You've got the interview!

Now make the kind of impression that will get you the job


The more effort you put into your preparation, the better you'll do in the interview. Here are some tips:

1. Conduct Research on the Employer, Hiring Manager, Job Opportunity: Know your stuff! That means understanding the employer, the requirements of the job, and even the background of the person interviewing you. This will help you answer questions with more confidence. Start by looking at the employers website, and then use Google to find additional info.

2. Review Common Interview Questions and Prepare Responses: Then practise, practise, practise. Have someone 'play' the interviewer or practise in front of a mirror. Your goal is to get your answers as clear and concise as possible.

3. Dress for Success: Remember it’s always better to be overdressed than under — and to wear clothing that fits and is clean and ironed. Keep accessories and jewelry to a minimum. Brush your teeth or use mouthwash.

4. Arrive on Time: There is no excuse for arriving late — other than some sort of disaster. Arrive about 15 minutes before your interview to get settled. Shut off your cell phone. If you were chewing gum, get rid of it.

5. Make a Good First Impression — on Everyone: Be polite to everyone — from the receptionist to the interviewer. Make a strong first impression by dressing well (see #3), arriving early (see #4), and when greeting your interviewer, stand, smile, and offer a firm (neither limp and nor bone-crushing) handshake.

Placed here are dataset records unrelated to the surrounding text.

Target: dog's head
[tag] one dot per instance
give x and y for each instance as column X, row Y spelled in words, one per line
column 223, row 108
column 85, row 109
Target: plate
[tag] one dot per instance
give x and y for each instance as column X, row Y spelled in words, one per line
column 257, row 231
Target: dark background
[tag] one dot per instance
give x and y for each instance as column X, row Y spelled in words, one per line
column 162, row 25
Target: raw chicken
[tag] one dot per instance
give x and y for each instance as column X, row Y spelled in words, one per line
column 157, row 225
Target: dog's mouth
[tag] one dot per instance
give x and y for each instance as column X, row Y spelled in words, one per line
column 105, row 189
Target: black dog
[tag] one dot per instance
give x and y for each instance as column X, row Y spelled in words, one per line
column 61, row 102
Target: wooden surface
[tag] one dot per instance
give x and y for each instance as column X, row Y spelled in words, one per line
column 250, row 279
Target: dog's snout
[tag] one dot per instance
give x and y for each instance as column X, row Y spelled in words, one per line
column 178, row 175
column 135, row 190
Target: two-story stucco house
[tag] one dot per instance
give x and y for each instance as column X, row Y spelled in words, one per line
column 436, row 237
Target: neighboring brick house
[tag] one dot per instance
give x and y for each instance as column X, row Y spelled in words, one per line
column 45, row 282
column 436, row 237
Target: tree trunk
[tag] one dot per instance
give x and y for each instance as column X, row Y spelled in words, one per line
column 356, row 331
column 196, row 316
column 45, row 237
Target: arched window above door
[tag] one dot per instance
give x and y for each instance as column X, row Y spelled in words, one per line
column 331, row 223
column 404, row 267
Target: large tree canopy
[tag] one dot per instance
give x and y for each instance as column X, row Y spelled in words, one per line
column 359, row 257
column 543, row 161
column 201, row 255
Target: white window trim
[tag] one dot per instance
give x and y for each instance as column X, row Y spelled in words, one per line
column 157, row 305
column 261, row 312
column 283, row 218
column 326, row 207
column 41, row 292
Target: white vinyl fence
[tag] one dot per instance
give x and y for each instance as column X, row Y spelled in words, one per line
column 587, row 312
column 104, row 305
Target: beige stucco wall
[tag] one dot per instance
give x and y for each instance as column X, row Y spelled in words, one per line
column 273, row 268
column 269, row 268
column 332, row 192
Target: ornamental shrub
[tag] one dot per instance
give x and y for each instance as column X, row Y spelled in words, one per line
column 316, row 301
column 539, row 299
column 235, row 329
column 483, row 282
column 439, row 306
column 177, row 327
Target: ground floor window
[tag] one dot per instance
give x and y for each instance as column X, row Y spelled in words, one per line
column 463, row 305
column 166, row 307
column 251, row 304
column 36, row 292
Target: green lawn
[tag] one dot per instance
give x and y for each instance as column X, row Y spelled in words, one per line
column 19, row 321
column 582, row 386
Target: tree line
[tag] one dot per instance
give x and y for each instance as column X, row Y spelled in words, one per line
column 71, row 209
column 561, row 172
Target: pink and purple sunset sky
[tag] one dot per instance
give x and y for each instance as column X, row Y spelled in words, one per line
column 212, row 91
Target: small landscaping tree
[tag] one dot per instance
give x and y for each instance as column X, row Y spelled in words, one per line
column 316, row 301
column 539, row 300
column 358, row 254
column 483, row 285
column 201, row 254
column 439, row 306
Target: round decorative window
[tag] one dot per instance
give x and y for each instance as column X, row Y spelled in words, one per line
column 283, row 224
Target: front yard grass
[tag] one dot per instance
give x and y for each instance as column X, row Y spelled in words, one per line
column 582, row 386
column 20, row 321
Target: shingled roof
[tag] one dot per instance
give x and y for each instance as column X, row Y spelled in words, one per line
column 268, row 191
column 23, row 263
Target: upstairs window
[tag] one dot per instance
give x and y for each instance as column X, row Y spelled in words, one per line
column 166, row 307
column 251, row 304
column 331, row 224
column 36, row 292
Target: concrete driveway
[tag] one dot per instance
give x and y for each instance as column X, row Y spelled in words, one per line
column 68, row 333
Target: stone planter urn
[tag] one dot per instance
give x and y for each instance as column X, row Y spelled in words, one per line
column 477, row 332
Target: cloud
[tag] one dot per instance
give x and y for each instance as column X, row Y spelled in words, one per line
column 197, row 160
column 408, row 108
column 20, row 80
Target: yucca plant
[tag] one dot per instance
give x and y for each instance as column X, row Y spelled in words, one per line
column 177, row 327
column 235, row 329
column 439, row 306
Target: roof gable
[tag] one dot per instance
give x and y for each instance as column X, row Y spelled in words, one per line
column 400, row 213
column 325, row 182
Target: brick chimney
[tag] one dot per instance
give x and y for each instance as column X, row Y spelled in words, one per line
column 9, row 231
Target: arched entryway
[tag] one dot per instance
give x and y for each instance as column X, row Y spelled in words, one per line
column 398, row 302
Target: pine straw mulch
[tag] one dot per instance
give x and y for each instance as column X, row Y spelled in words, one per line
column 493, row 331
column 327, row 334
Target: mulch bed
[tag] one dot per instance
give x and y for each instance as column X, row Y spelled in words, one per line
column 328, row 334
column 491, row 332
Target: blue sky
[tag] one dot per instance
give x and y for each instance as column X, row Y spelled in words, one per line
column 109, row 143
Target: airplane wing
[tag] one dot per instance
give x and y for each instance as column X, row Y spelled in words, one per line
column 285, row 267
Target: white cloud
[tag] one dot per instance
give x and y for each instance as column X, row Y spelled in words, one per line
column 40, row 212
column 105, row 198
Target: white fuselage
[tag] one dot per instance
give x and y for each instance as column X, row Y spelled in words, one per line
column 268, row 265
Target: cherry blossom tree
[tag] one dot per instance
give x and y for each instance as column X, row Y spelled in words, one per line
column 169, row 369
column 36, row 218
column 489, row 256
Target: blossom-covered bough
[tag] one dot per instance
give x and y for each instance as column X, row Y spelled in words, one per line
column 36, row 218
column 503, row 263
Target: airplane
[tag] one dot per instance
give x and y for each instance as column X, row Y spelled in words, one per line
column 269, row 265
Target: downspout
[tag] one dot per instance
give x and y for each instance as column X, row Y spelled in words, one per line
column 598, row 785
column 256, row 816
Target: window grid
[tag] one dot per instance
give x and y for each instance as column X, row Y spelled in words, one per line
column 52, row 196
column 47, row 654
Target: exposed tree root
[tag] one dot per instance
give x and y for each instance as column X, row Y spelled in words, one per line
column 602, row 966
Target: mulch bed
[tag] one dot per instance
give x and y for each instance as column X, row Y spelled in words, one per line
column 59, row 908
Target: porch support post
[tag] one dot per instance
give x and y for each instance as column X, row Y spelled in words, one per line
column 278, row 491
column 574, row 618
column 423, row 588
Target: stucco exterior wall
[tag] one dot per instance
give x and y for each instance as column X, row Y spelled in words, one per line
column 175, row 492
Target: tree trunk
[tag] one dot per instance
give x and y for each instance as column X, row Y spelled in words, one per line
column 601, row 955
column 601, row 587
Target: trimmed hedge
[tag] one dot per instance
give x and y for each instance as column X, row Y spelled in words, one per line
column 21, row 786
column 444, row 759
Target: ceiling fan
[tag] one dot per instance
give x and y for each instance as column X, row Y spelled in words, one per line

6. Be Confident, Candid, and Concise: Speak clearly and confidently. Keep your responses short and to the point. By practising answers to common interview questions (see #2), you’ll avoid long, rambling responses. Never badmouth a previous employer, boss, or co-worker.

7. Remember Body Language: Body language that works: smiling, solid posture, active listening, and nodding. Body language no-no's: slouching, looking off in the distance, playing with pen, fidgeting in chair, brushing back hair, touching face, chewing gum, mumbling.

8. Ask Insightful Questions: Studies show that employers are impressed when the interviewee asks questions, because it shows interest in the job or the company. Prepare questions to ask days before the interview. Here are a couple of sample questions: Can you describe a typical day for someone in this position? What is the most important aspect of this job? You can also ask about the next steps in the process and when the employer is likely to make a decision about the position.

9. Thank Interviewer(s) in Person, by Email, and Postal Mail: It’s important to say “thank you” when the interview is over.  Follow up with a thank-you email.